Existing ICEs will likely stay on the road until the 2050s, they will eventually get banned from city centers but many ICEs are already banned (my previous car was banned in 2020 in my city, and my current one will be in 2027, for example) and the used-car market doesn't seem to have suffered much if at all.
No, I get that it's only new cars, but what I meant what was that the attractiveness of an ICE will rapidly diminish way before the cutoff date of 2035. As other comments have said, infrastructure might heavily favour EVs (gas stations, parking lots, residential parking, city bans, tax incentives), making ICEs much less attractive even if you can still technically own and drive them. For new cars, the models that are going to be sold over the next 12 years have already been developed, many car manufacturers have developed their last iteration ICEs, so except facelifts you can essentially just buy 12-year-old models in 2034/2035.
Put another way: Would you want to be the last guy to buy an Intel Mac if Apple had already announced their switch to ARM with all the changes that go along with it?

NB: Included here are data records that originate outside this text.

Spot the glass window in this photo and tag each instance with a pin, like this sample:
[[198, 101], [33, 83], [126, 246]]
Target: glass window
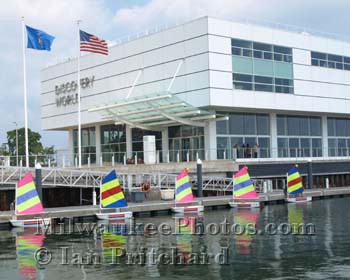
[[236, 51], [242, 77], [304, 126], [336, 58], [241, 43], [247, 53], [243, 86], [267, 55], [174, 131], [281, 125], [315, 126], [249, 124], [331, 126], [282, 50], [293, 125], [262, 47], [263, 87], [316, 147], [221, 127], [319, 55], [236, 124], [258, 54], [263, 126], [263, 80], [340, 126]]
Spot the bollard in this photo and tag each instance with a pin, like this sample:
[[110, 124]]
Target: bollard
[[199, 179], [38, 181], [309, 174], [265, 186]]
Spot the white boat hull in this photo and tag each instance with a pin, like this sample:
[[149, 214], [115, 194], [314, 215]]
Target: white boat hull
[[302, 199], [245, 204], [114, 216], [188, 209], [31, 222]]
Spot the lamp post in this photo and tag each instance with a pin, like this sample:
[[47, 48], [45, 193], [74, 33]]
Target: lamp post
[[16, 143]]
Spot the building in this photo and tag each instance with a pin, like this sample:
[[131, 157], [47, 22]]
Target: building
[[204, 89]]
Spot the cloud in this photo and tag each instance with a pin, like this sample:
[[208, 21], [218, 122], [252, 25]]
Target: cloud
[[57, 18]]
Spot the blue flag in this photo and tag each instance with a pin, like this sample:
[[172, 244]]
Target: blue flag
[[38, 40]]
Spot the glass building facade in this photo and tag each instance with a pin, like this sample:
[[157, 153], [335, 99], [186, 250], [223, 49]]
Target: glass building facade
[[113, 142], [299, 136], [186, 140], [88, 144], [338, 136], [243, 135], [262, 67]]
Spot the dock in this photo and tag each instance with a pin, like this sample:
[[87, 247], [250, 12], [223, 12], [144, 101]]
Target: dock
[[150, 208]]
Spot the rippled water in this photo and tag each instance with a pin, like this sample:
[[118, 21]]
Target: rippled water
[[325, 255]]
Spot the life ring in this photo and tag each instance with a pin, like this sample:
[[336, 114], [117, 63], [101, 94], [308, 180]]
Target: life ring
[[146, 187]]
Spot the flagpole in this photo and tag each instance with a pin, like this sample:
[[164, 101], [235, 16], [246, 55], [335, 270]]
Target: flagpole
[[79, 108], [25, 95]]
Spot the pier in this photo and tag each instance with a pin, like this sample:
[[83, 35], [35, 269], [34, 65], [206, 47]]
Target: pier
[[150, 208]]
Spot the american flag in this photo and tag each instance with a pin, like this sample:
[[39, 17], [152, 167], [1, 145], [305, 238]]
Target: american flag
[[91, 43]]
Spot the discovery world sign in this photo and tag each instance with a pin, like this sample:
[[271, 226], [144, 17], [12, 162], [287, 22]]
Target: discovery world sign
[[66, 93]]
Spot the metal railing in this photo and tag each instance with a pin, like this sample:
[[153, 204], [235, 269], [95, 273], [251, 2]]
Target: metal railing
[[66, 159]]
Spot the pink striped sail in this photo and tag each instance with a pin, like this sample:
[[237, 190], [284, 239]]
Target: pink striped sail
[[27, 199], [243, 185], [183, 191]]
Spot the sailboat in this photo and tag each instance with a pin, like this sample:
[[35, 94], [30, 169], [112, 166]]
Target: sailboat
[[28, 203], [27, 244], [244, 193], [112, 197], [295, 186], [184, 195]]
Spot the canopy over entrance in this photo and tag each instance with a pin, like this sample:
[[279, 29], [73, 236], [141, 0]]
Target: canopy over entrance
[[154, 112]]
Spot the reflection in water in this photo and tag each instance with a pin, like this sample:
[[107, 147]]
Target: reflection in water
[[27, 243], [324, 255], [296, 218], [247, 220]]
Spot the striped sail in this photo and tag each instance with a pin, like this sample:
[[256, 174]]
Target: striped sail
[[27, 199], [26, 246], [183, 191], [295, 184], [112, 195], [243, 185]]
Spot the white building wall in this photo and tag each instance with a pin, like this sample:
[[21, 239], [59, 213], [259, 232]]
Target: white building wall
[[158, 55]]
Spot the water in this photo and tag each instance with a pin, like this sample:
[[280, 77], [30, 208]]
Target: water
[[324, 255]]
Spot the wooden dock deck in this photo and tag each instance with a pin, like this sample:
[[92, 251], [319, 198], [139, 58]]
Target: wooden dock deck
[[158, 207]]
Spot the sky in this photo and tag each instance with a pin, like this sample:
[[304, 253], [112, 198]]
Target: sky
[[114, 19]]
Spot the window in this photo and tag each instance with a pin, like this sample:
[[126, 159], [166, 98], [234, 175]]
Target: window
[[261, 50], [298, 143], [270, 67], [330, 60], [243, 128]]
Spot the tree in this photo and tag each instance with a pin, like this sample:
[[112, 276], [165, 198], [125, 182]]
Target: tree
[[34, 145]]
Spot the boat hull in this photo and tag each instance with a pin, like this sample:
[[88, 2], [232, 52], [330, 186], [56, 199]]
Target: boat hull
[[188, 209], [114, 216], [299, 199], [31, 222], [246, 204]]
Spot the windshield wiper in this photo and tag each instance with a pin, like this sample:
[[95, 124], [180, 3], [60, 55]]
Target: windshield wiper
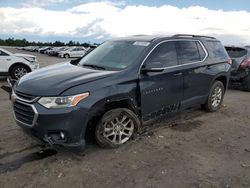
[[94, 66]]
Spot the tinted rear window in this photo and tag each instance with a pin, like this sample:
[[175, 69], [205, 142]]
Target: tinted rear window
[[164, 53], [190, 51], [234, 52], [216, 50]]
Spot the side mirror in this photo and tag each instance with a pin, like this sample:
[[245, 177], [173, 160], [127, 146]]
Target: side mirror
[[153, 67]]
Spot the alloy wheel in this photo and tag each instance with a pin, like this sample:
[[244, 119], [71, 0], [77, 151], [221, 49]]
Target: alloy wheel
[[119, 130]]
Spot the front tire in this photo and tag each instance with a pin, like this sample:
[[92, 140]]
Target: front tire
[[215, 98], [18, 71], [116, 127], [246, 83]]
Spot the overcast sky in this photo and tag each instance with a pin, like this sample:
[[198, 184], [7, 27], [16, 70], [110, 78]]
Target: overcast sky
[[97, 21]]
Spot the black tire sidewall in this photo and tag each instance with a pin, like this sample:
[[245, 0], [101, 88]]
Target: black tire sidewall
[[109, 115], [12, 72], [208, 106], [246, 83]]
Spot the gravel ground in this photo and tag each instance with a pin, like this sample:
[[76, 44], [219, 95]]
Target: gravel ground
[[190, 149]]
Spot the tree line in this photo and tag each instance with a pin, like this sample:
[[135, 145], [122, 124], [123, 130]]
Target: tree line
[[24, 42]]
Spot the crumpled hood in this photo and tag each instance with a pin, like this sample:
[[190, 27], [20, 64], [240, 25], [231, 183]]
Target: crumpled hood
[[53, 80], [24, 55]]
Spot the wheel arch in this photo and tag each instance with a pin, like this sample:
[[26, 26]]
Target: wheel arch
[[99, 108]]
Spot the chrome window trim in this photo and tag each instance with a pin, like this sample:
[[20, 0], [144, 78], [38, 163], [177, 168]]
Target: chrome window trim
[[35, 116], [173, 40]]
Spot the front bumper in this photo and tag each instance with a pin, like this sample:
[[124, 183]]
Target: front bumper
[[64, 126]]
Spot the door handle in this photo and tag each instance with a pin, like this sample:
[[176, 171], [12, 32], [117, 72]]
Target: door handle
[[178, 74]]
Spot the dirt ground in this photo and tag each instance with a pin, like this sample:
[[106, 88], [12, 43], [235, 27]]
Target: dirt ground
[[191, 149]]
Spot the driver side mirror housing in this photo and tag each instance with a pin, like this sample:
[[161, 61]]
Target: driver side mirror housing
[[153, 67]]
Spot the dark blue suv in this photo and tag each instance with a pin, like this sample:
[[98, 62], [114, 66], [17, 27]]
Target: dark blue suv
[[119, 86]]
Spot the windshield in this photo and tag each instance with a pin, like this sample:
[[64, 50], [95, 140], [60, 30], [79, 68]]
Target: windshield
[[114, 55]]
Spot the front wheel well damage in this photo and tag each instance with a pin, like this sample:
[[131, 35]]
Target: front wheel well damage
[[97, 113], [223, 79]]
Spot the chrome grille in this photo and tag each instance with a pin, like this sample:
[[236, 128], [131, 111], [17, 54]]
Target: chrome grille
[[25, 96], [24, 113]]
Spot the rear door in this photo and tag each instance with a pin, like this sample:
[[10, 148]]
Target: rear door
[[161, 92], [5, 59], [196, 79]]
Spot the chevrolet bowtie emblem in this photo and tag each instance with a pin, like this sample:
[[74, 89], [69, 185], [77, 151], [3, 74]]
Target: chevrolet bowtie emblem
[[13, 97]]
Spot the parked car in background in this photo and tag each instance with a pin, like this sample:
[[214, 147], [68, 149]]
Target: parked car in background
[[119, 86], [73, 52], [16, 65], [43, 49], [240, 71], [55, 52]]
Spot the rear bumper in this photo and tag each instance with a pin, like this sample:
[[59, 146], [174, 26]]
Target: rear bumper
[[238, 76]]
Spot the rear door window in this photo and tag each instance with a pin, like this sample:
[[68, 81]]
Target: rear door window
[[235, 52], [164, 53], [190, 51], [216, 50]]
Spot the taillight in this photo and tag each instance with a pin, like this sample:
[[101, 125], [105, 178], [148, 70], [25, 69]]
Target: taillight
[[230, 61], [245, 63]]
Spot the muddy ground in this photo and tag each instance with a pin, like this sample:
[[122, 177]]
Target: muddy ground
[[190, 149]]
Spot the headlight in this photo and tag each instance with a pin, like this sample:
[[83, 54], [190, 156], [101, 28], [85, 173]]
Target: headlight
[[62, 102]]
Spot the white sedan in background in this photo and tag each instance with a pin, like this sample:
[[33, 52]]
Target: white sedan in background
[[16, 65], [73, 52]]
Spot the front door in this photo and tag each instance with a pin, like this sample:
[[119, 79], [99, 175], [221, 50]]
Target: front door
[[4, 59], [195, 71], [161, 92]]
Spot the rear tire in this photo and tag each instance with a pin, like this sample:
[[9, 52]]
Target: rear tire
[[18, 71], [116, 127], [246, 83], [215, 98]]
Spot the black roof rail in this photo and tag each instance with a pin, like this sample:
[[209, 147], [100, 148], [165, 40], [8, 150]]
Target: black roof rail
[[188, 35]]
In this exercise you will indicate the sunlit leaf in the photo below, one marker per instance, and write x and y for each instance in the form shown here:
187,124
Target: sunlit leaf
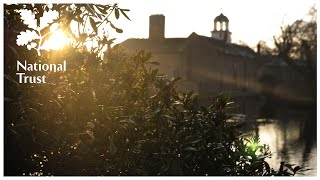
93,25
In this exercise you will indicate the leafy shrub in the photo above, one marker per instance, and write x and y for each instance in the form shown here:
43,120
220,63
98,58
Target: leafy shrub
118,116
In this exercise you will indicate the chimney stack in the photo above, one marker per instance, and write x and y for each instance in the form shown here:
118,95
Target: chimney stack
156,27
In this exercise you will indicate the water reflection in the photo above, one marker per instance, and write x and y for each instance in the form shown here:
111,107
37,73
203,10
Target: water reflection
292,141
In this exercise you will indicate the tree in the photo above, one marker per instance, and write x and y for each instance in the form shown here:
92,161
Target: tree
116,116
299,41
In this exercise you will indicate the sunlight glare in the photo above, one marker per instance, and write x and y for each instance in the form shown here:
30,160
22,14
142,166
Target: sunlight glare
57,41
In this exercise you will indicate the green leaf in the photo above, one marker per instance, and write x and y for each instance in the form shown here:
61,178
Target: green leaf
116,13
93,25
119,30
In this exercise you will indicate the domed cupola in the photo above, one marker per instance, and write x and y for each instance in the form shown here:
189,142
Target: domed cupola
221,29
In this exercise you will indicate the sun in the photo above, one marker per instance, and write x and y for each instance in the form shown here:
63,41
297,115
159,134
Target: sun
57,41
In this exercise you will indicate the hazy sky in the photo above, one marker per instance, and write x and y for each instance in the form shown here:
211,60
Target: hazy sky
250,20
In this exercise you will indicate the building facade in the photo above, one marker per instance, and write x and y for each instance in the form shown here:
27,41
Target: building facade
211,65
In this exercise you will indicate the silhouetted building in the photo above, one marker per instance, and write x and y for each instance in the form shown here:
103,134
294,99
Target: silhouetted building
210,65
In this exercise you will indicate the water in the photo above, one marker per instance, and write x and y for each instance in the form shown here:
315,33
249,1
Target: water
291,138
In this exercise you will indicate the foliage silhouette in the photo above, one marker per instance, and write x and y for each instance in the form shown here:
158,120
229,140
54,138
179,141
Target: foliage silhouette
117,115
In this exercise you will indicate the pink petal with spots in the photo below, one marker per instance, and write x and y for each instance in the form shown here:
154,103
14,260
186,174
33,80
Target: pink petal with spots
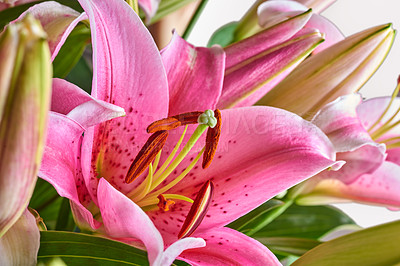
226,246
241,51
60,161
124,219
250,80
379,188
339,121
57,20
262,151
195,75
72,101
128,72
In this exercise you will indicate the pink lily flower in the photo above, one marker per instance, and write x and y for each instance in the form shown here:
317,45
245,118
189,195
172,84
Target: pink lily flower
366,135
93,171
4,4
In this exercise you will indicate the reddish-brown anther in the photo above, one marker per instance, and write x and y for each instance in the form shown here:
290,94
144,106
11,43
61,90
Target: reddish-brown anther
198,210
164,203
212,139
188,118
146,155
163,124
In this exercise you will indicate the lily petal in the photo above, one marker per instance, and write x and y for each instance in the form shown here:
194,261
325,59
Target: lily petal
195,75
226,246
292,150
20,245
381,188
340,122
122,218
57,20
137,83
371,110
72,101
60,160
338,70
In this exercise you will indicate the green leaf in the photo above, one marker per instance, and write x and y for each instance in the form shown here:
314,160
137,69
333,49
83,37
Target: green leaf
249,222
71,51
46,202
223,36
12,13
168,6
305,222
377,245
287,246
82,249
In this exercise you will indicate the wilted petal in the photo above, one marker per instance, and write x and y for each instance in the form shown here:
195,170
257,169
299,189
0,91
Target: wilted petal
195,75
124,219
242,172
338,70
72,101
226,246
24,117
380,188
20,245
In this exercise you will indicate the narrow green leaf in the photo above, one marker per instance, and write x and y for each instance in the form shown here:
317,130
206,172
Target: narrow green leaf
13,13
71,51
82,249
223,36
377,245
287,246
248,223
305,222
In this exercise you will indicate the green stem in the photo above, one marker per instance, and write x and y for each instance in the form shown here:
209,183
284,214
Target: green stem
194,19
63,215
273,214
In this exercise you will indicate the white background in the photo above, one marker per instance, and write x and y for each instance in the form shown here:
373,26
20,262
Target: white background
350,16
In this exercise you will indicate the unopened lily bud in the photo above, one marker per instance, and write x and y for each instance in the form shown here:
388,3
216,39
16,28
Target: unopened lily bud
336,71
25,88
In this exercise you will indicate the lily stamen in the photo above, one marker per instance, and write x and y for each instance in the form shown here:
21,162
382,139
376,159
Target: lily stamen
198,210
146,195
146,155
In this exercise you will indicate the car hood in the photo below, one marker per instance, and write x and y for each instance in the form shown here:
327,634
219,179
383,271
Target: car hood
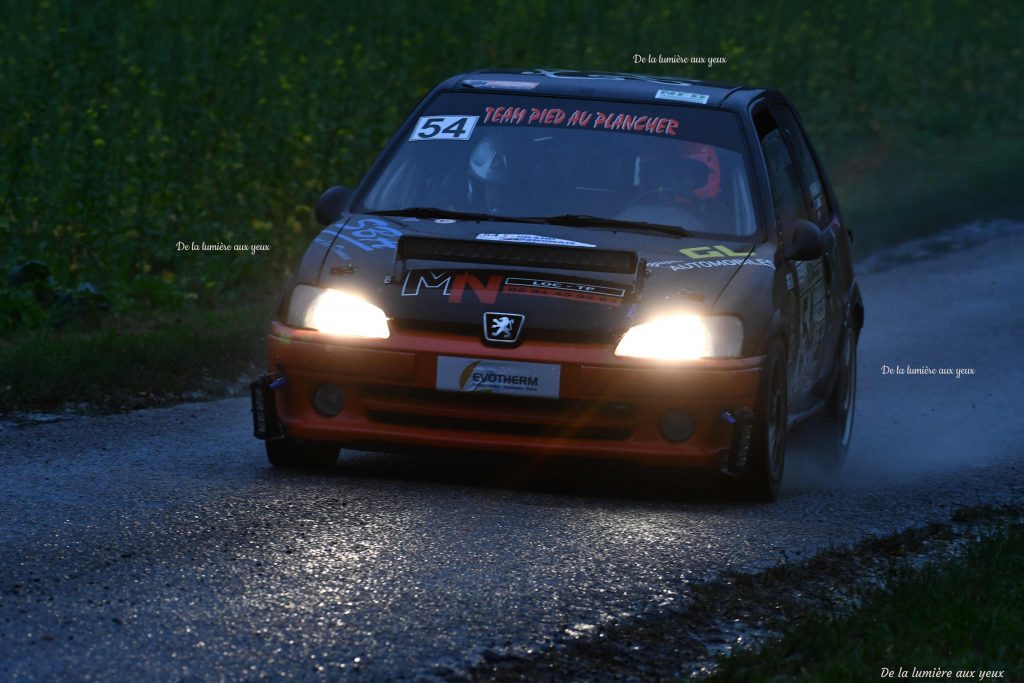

Yes, you can still run it, yes there are still others who run it, but do you want to be the last holdout that buys that Intel machine right before the next Apple keynote finalising the switch?
Existing ICEs will likely stay on the road until the 2050s, they will eventually get banned from city centers but many ICEs are already banned (my previous car was banned in 2020 in my city, and my current one will be in 2027, for example) and the used-car market doesn't seem to have suffered much if at all.